Q. Well, you have credibility as a nursing colleague. You came back from cancer and brain surgeries, and you're living it. It's inspiring.
A. I knew it would have a [bigger impact] if I showed up and talked with people face-to-face.
I had some amazing welcomes during my run. In San Antonio, they gave me a police escort and blocked traffic for my run through town! People made signs and stood along the route because they read online about how others couldn't be there; these nurses felt they needed to represent those colleagues.
Q. What did you think about on your run---and did anything surprise you about the experience?
A. At the beginning, I was going through New Mexico and Texas. It was so hot, my phone would die, my tunes would go out ... but I'd never be too far from thinking about any nurse, in any discipline, who was out there, right then, on their feet taking care of people. And it would keep me going. I thought if they were doing it, I could [keep] doing it.

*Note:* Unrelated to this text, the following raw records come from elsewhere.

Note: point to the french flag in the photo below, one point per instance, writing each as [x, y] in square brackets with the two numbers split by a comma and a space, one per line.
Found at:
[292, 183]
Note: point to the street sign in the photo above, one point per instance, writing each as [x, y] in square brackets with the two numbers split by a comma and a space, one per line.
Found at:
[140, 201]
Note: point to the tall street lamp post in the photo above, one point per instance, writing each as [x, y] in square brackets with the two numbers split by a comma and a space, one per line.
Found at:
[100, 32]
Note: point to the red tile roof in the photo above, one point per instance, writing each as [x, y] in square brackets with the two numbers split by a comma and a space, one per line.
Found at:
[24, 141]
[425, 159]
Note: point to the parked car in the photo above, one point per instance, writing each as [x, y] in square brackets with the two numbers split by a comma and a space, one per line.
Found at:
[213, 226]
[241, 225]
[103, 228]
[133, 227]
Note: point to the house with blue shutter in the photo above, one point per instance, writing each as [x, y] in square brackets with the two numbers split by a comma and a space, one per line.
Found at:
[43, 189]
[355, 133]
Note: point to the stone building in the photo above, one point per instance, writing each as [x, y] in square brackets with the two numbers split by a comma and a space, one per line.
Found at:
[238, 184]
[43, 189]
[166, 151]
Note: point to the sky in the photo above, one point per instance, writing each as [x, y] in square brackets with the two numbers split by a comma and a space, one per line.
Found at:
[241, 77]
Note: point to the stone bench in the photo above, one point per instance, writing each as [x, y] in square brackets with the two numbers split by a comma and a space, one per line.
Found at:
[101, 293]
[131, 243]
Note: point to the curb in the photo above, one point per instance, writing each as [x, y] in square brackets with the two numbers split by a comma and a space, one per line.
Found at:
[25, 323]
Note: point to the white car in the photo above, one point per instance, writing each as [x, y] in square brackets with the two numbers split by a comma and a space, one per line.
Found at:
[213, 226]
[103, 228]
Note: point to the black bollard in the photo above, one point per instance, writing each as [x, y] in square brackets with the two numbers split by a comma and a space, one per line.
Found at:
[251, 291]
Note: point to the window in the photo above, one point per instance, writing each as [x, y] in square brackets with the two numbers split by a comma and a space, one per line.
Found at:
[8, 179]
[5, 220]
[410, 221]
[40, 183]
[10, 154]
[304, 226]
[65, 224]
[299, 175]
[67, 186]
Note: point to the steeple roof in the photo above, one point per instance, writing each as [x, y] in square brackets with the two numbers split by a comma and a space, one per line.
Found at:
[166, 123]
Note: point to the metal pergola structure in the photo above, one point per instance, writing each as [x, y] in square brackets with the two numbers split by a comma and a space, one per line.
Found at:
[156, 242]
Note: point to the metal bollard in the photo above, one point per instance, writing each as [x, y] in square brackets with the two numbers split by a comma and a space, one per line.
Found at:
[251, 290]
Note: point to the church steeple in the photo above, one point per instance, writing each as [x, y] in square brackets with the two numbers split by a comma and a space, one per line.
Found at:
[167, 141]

And the Facebook/social media fan page was a way to connect everyone and create a community. People were inspired by what others wrote, and I knew at that point I couldn't quit because there were all these people I didn't even know who were involved now.
There were people at the finish line [in Florida] who had tracked the run on Facebook. One woman called herself my 'Facebook stalker' and gave me a donation [for the elementary school in Philadelphia].
Q. What advice do you have for colleagues? Is it “Get started?”
A. Yes. You've got to show up; you can never fail if you don't quit. I don't think nurses are really about quitting anyway; we don't quit!
What we [nurses] do really does inspire others. People trust our profession, people need to see us doing the right things. The whole health care thing is a trickle-down system. Many nurses have, unfortunately, become a product of an unhealthy health care system.
Q. But by becoming aware, you start to see where the problems are ...
A. And that's the start of the change.